The National Party has fallen to 29 percent in a new poll while Prime Minister Jacinda Ardern's approval has skyrocketed, eclipsing Simon Bridges.
The poll was paid for by corporate clients of Labour's polling company UMR so they could get a snapshot of the current political scene, and the results have been confirmed by Newshub.
The poll puts Labour on 55 percent, which would enable it to govern alone, without its current coalition partner New Zealand First or confidence and supply partner the Greens.
Labour leader Ardern's popularity is at a record high, according to the poll, taking 65 percent of the preferred Prime Minister rating, while National leader Bridges is on 7 percent.
The results come amid backlash against Bridges from both his MPs and National supporters after he criticised the Government in a Facebook post for extending the alert level 4 lockdown for a week.
Newshub looked through the comments on the post last week and found people who appeared to be legitimate National Party supporters backing the Government en masse in its decision to extend the lockdown.

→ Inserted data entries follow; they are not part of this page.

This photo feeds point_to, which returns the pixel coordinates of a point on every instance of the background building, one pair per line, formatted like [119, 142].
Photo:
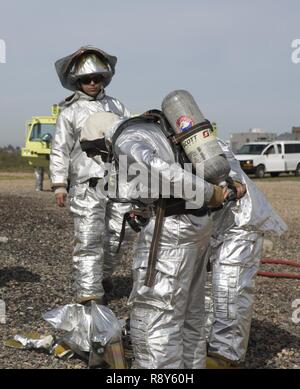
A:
[253, 135]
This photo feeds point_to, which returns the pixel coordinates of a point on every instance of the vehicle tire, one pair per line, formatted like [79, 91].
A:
[260, 171]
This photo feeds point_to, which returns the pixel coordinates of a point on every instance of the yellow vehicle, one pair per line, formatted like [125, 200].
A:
[39, 133]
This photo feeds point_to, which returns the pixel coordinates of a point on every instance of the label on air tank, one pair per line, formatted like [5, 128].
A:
[183, 123]
[201, 146]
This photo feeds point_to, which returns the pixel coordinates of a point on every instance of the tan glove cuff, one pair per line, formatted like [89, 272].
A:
[217, 197]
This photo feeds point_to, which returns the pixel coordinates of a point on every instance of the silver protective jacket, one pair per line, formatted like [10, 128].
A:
[167, 319]
[67, 70]
[67, 160]
[235, 254]
[87, 204]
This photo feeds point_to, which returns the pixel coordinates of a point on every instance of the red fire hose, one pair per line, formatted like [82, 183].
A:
[279, 262]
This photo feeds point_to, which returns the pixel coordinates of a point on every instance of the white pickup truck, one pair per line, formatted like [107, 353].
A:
[274, 158]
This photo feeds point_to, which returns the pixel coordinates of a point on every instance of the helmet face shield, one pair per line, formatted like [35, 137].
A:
[91, 64]
[87, 60]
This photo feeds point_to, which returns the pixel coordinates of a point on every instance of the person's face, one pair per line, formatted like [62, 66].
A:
[91, 85]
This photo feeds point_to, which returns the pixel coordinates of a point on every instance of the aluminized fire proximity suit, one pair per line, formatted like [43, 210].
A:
[86, 203]
[167, 320]
[235, 253]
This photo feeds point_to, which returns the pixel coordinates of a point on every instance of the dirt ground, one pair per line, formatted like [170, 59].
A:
[35, 275]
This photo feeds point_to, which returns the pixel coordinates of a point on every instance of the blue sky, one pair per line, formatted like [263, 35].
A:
[234, 56]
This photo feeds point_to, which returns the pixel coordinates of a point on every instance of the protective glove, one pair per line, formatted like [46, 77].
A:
[218, 197]
[240, 188]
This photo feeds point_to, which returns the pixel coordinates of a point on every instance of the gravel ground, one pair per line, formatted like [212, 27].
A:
[35, 275]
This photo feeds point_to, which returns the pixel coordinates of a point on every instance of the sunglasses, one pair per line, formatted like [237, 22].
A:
[88, 79]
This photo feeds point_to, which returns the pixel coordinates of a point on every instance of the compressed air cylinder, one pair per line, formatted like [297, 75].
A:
[202, 147]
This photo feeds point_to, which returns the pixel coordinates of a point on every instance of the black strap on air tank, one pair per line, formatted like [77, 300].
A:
[206, 125]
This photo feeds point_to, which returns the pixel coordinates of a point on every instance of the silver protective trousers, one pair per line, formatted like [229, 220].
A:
[39, 178]
[168, 320]
[88, 210]
[235, 259]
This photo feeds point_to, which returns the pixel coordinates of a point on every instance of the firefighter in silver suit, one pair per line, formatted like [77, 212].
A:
[86, 72]
[167, 319]
[235, 253]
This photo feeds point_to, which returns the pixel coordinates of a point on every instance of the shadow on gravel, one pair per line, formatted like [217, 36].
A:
[17, 273]
[266, 341]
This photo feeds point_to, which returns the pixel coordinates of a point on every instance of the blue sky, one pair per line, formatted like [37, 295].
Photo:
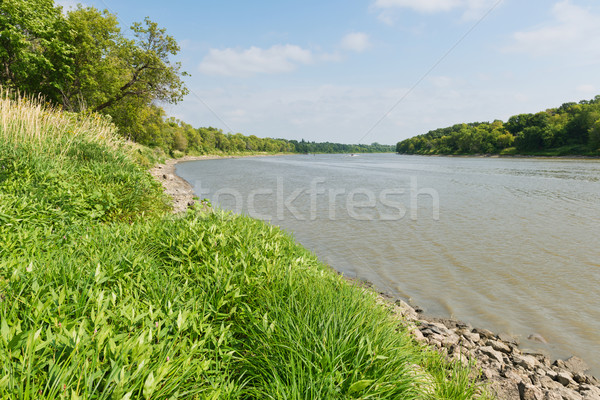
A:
[373, 70]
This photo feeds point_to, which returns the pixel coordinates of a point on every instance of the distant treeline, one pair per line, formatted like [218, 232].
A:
[175, 136]
[573, 128]
[84, 62]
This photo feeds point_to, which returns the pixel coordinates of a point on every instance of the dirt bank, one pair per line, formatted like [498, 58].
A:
[511, 373]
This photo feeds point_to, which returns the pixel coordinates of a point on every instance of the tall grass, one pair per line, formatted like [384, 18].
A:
[120, 301]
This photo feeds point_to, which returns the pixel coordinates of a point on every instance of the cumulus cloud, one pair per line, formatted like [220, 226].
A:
[572, 29]
[252, 61]
[356, 41]
[68, 5]
[472, 9]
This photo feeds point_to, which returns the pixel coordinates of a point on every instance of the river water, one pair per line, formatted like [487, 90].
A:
[507, 244]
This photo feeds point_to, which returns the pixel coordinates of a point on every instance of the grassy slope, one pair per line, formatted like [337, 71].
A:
[104, 296]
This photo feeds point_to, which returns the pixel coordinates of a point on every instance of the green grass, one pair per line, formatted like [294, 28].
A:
[105, 296]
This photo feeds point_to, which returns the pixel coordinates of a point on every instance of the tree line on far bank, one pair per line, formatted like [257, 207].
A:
[82, 61]
[571, 129]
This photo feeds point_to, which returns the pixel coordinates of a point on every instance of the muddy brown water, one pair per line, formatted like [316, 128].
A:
[507, 244]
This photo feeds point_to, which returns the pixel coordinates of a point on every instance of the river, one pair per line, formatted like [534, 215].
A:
[507, 244]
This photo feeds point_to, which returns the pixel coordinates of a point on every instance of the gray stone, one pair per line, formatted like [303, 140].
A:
[505, 337]
[530, 392]
[564, 378]
[473, 337]
[491, 353]
[572, 364]
[536, 337]
[450, 340]
[505, 389]
[406, 310]
[590, 392]
[499, 346]
[418, 335]
[485, 333]
[525, 361]
[552, 395]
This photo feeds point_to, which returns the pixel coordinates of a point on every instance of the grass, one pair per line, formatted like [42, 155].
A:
[104, 295]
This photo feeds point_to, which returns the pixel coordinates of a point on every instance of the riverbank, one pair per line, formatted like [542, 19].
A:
[104, 293]
[500, 359]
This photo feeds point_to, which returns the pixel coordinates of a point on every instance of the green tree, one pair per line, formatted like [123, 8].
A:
[145, 69]
[34, 53]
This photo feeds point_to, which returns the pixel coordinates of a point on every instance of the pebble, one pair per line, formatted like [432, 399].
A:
[508, 372]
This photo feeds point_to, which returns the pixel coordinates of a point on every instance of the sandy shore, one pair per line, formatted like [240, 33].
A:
[510, 372]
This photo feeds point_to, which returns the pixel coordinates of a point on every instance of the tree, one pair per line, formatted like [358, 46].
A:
[145, 69]
[96, 38]
[34, 53]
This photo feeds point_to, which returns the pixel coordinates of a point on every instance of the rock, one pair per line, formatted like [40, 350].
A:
[549, 383]
[530, 392]
[536, 337]
[505, 390]
[564, 378]
[551, 395]
[499, 346]
[570, 394]
[572, 364]
[473, 337]
[406, 310]
[491, 353]
[590, 392]
[485, 333]
[526, 361]
[583, 379]
[418, 335]
[508, 339]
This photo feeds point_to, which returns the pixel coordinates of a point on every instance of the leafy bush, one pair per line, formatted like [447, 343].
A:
[103, 296]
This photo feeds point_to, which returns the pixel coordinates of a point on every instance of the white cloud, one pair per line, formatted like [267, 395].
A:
[472, 9]
[573, 29]
[68, 5]
[587, 89]
[426, 6]
[252, 61]
[356, 41]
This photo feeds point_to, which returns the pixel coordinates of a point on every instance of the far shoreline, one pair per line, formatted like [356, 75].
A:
[574, 157]
[518, 368]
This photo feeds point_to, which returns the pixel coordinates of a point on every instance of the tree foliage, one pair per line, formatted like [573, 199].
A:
[573, 128]
[82, 61]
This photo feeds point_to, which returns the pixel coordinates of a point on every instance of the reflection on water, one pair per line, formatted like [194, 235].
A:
[515, 249]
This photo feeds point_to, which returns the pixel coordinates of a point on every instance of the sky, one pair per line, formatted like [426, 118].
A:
[364, 71]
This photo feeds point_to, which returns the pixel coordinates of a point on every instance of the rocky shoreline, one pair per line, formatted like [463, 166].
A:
[510, 373]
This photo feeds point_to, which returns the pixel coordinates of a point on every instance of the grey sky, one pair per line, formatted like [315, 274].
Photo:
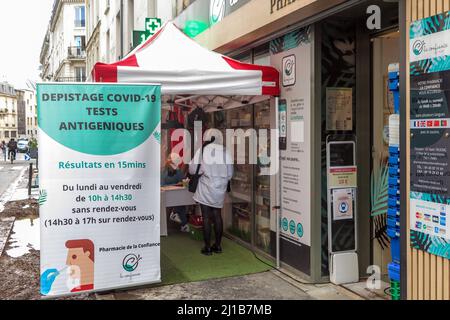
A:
[22, 28]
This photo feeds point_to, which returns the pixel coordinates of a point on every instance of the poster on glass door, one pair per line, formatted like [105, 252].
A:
[430, 132]
[292, 54]
[99, 163]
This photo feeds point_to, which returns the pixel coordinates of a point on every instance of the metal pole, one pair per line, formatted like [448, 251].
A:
[30, 177]
[278, 207]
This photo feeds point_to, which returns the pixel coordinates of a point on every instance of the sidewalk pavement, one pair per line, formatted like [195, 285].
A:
[271, 285]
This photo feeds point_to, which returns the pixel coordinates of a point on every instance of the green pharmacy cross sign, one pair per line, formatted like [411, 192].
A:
[152, 25]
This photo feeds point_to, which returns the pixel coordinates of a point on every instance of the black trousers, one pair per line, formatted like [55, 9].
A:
[212, 216]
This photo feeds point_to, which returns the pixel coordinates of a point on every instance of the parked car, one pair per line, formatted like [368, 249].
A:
[22, 145]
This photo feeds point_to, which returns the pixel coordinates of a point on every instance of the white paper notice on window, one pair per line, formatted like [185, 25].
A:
[298, 131]
[339, 109]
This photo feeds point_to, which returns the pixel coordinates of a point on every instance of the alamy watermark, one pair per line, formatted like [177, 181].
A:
[250, 146]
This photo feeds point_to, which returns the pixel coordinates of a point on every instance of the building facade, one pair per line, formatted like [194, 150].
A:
[110, 25]
[336, 47]
[27, 114]
[63, 53]
[8, 112]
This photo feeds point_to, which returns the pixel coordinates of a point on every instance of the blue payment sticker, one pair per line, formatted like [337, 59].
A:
[292, 226]
[300, 230]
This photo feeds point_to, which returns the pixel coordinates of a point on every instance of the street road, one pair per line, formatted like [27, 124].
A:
[10, 172]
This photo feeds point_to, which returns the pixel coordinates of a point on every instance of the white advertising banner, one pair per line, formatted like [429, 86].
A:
[99, 164]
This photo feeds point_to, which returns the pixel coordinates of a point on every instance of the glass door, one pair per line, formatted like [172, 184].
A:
[261, 181]
[242, 182]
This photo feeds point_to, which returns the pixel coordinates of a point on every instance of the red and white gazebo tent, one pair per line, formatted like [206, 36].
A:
[192, 76]
[183, 67]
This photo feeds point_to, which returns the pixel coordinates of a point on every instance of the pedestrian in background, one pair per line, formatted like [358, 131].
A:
[216, 170]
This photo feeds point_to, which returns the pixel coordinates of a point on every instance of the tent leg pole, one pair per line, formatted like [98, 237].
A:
[278, 210]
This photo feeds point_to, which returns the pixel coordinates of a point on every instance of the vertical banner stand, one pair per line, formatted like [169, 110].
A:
[393, 214]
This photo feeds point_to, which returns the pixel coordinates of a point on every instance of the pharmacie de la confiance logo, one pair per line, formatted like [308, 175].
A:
[131, 262]
[420, 46]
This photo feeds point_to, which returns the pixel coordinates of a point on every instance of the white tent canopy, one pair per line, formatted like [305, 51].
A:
[183, 67]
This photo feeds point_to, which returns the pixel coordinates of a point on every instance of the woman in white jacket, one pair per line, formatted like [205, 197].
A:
[216, 170]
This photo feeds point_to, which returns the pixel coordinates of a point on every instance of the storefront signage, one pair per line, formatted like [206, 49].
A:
[339, 106]
[219, 9]
[430, 135]
[342, 204]
[277, 5]
[152, 25]
[295, 144]
[99, 161]
[342, 177]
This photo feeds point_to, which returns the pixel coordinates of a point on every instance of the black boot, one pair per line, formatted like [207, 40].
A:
[206, 251]
[216, 249]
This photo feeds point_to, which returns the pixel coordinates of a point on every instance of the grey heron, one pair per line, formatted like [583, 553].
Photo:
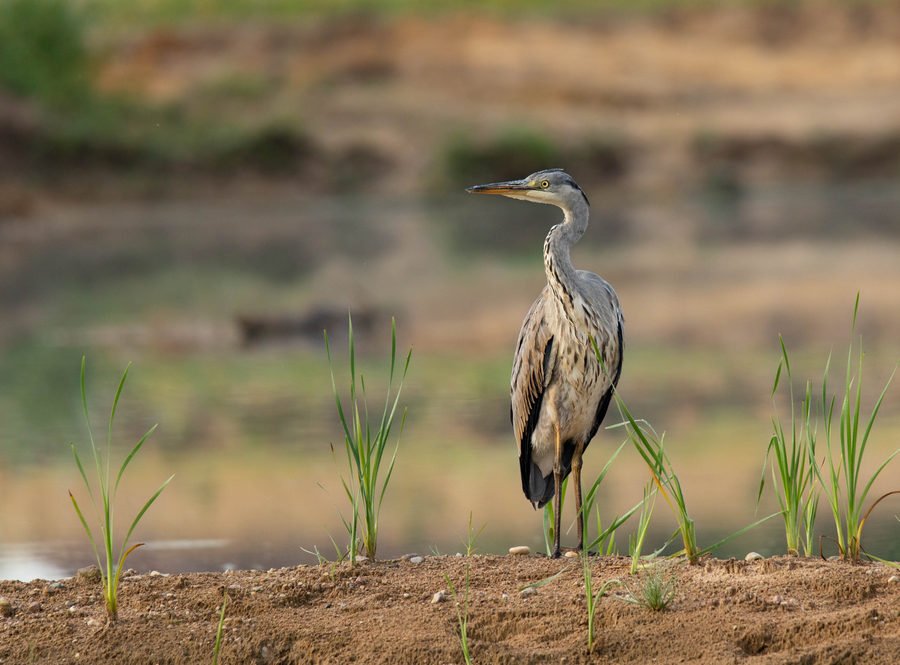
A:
[559, 391]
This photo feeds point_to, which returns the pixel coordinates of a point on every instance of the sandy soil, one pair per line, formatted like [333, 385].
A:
[776, 610]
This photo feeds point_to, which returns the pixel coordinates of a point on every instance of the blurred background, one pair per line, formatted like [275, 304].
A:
[201, 187]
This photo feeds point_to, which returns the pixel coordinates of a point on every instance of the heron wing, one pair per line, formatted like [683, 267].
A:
[609, 337]
[532, 369]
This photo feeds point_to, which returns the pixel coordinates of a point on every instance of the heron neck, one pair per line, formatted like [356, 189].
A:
[557, 251]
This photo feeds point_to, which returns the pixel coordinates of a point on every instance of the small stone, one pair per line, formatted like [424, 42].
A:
[88, 574]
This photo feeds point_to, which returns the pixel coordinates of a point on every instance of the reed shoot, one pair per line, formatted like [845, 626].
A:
[103, 498]
[365, 444]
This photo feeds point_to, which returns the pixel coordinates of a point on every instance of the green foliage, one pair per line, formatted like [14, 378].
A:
[42, 51]
[103, 500]
[650, 447]
[655, 591]
[841, 473]
[462, 614]
[365, 443]
[636, 539]
[605, 540]
[793, 459]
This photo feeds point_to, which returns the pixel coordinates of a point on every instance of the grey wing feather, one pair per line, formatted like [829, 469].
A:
[610, 339]
[532, 370]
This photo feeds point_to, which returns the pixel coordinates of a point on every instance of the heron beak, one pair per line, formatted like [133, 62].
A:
[510, 187]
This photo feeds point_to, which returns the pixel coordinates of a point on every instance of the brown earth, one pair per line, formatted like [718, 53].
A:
[778, 610]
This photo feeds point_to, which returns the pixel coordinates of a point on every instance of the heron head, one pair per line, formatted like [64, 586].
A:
[553, 186]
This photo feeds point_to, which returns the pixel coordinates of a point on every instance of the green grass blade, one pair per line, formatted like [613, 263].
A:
[143, 510]
[87, 530]
[83, 474]
[737, 533]
[131, 455]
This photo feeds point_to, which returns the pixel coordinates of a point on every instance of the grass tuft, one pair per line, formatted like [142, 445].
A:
[841, 472]
[792, 458]
[654, 591]
[462, 614]
[365, 443]
[103, 500]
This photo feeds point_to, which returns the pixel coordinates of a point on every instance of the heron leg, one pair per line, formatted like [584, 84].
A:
[576, 471]
[557, 495]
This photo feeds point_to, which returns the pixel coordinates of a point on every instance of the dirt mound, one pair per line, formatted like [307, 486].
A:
[774, 610]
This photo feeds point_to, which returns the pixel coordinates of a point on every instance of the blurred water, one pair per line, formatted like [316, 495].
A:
[162, 284]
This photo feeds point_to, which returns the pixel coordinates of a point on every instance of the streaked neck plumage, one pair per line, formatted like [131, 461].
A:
[558, 245]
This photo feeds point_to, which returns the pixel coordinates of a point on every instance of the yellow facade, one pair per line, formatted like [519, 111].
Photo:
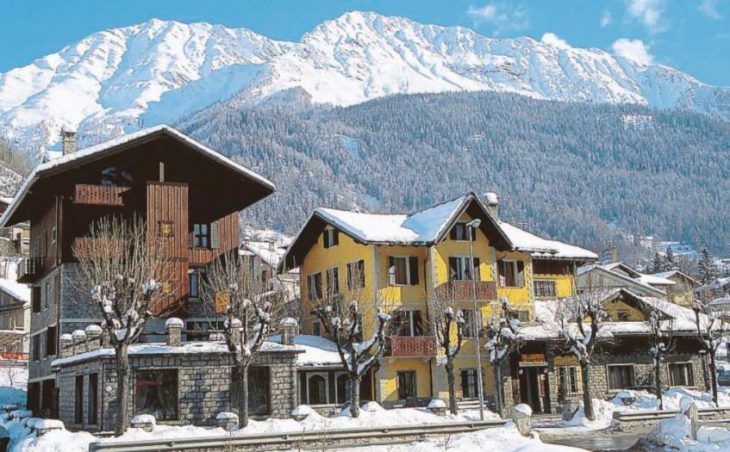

The post, which has so far received 29,000 comments, led to some National MPs speaking out against Bridges last week. They told Newshub they were unimpressed by the tone he had taken during the COVID-19 crisis.
Newshub understands National caucus members have not been shown their own internal polls since early February, and when that was put to Bridges on Tuesday he didn't dispute it.
"We talk about polling periodically but I'm not going to discuss internal matters like that with the media."
The National Party leader said earlier this week he is "100 percent" sure his leadership is secure and makes "no excuses" for what he said in the Facebook post.
"I've seen the comments online... but that's just not my focus."
National MPs confidentially told Newshub of "deep concern about the way things are going", that there was a "tone issue" with the Facebook post, and that the "membership is not happy".
One said, "List MPs and marginal seats want to get the party vote up but they can't do that with a toxic leader and toxic deputy".
Newshub learned on Monday that National MP Nick Smith wrote to the caucus expressing disappointment about Bridges setting up a new COVID-19 policy team that Smith felt doubled up on his role as chair of National's policy committee.
The UMR poll puts the Greens on 5 percent, meaning they would just make it back into Parliament on the party vote, while New Zealand First is on 6 percent, and ACT is on 3.1 percent.
National won 44.4 percent of the vote at the 2017 election.